生理营养液通过一滴滴的点滴进入男人的静脉,男人的头发几乎全白了,脸庞消瘦干枯,他突然皱紧了眉。
然后他慢慢地睁开眼睛。
他身边的值班护士正打着瞌睡,男人缓慢地伸出插着点滴的手,碰了碰护士的身体。
护士立刻惊醒过来:“杜先生您醒了!我叫医生来!”
“不。”男人虚弱地做出一个阻止的手势:“叫我的医生,陈。”
陈医生一直在医院没有离开,他很快就赶到了病房,护士离开之后,他坐到病床边:“杜先生是有什么话对我说吗?”
杜守诚躺在床上:“他们知道了吗?”
“我没有说,也吩咐过医生们不能说,我和你这么多年,这个你还不放心?”陈医生沉默了一会,说道:“癌细胞已经扩散,我不想瞒你。”
杜守诚没有露出任何惊讶的表情,他闭上眼睛:“还有多久?”
“不好说,我和医生们研究了很久,快则一个月。”
“慢呢?”
陈医生仍然是冷静理智的表情:“不会超过一年,这是最乐观的估计。”
杜守诚没有回答他,他似乎睡着了。
陈医生看着他的脸庞:“我知道杜先生还有很多放心不下。”
“没有很多,”杜守诚轻微地摇头:“只有一个。”
陈医生嗯了一声:“小少爷?”
“我唯一放心不下的,就是绍言,”杜守诚慢慢地说着:“绍博已经上大学了,他还有一个处处为他着想的母亲,绍言只有十五岁,还太小,很多事情他不知道怎么面对。”
他的嗓音很低,很轻,陈医生安静地听着,没有打断他。
“小时候我太宠他,养成他任性乖张的脾气,后来他妈妈不在了,我又不知道怎样带他……他怨恨我娶了明莎,更加不服管教,我总想着还有时间慢慢教好他,但是……”

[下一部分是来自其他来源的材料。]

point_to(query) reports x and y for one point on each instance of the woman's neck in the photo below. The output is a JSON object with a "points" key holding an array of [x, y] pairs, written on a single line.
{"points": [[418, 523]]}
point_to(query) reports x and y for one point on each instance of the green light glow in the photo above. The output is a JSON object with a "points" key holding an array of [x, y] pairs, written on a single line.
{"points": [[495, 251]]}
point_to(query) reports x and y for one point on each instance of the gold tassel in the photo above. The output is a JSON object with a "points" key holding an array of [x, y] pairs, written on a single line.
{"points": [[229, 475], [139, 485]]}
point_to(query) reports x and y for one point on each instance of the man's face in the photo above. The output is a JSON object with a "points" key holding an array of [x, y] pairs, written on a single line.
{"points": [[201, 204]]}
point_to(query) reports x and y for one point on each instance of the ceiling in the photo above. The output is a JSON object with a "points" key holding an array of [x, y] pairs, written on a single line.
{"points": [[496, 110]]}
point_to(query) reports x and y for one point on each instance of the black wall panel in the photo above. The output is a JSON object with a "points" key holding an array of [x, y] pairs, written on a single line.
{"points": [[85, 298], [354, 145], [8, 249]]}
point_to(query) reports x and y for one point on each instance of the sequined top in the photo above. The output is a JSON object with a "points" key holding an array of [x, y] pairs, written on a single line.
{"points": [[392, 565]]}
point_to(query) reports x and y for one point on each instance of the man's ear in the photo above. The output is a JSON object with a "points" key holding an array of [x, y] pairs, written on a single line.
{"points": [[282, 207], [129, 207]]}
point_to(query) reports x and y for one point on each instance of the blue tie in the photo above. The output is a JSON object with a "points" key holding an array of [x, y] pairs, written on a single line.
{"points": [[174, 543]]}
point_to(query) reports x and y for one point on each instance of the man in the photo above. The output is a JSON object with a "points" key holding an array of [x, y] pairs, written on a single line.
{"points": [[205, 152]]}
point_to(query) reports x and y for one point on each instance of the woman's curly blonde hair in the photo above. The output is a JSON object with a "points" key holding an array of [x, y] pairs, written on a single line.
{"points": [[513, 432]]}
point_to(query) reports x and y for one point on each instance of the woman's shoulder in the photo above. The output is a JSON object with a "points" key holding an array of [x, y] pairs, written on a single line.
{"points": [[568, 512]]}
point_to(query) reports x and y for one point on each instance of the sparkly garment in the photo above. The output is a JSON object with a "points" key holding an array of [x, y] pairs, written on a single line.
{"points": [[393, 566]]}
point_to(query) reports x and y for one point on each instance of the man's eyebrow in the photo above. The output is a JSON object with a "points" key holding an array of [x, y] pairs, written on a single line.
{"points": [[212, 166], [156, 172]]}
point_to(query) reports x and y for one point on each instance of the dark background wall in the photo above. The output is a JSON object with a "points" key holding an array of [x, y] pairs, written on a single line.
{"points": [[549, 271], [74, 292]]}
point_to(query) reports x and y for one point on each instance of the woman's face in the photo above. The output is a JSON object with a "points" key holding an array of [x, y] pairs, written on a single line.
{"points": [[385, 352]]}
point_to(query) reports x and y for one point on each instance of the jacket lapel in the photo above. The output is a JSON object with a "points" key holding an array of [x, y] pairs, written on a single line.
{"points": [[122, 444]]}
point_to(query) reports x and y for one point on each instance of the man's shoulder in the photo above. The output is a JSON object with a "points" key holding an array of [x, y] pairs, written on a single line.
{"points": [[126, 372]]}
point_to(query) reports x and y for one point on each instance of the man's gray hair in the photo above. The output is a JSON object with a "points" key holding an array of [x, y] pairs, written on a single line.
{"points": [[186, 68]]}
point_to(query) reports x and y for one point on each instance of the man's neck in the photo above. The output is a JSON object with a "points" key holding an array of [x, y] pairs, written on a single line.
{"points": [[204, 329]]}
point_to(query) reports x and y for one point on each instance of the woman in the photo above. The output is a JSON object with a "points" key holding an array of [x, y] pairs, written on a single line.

陈医生反而笑了一下:“杜先生叱咤商场这么多年,一直感觉您果断雷厉,这会真的不像您了。”
“我也知道,”杜守诚也微微地笑了:“我真的老了。”
陈医生望着他的眼睛:“您想怎么做?要帮小少爷扫清障碍吗?”
“我老了,做事反而优柔起来,”杜守诚微弱地摇头:“有些事年轻的时候做眼睛都不会眨一下,现在反而下不了手,毕竟她把最好的时光给了我。”
“小少爷一个人恐怕很难应付过来,他没有了解世界的残酷,他一直太顺利了。”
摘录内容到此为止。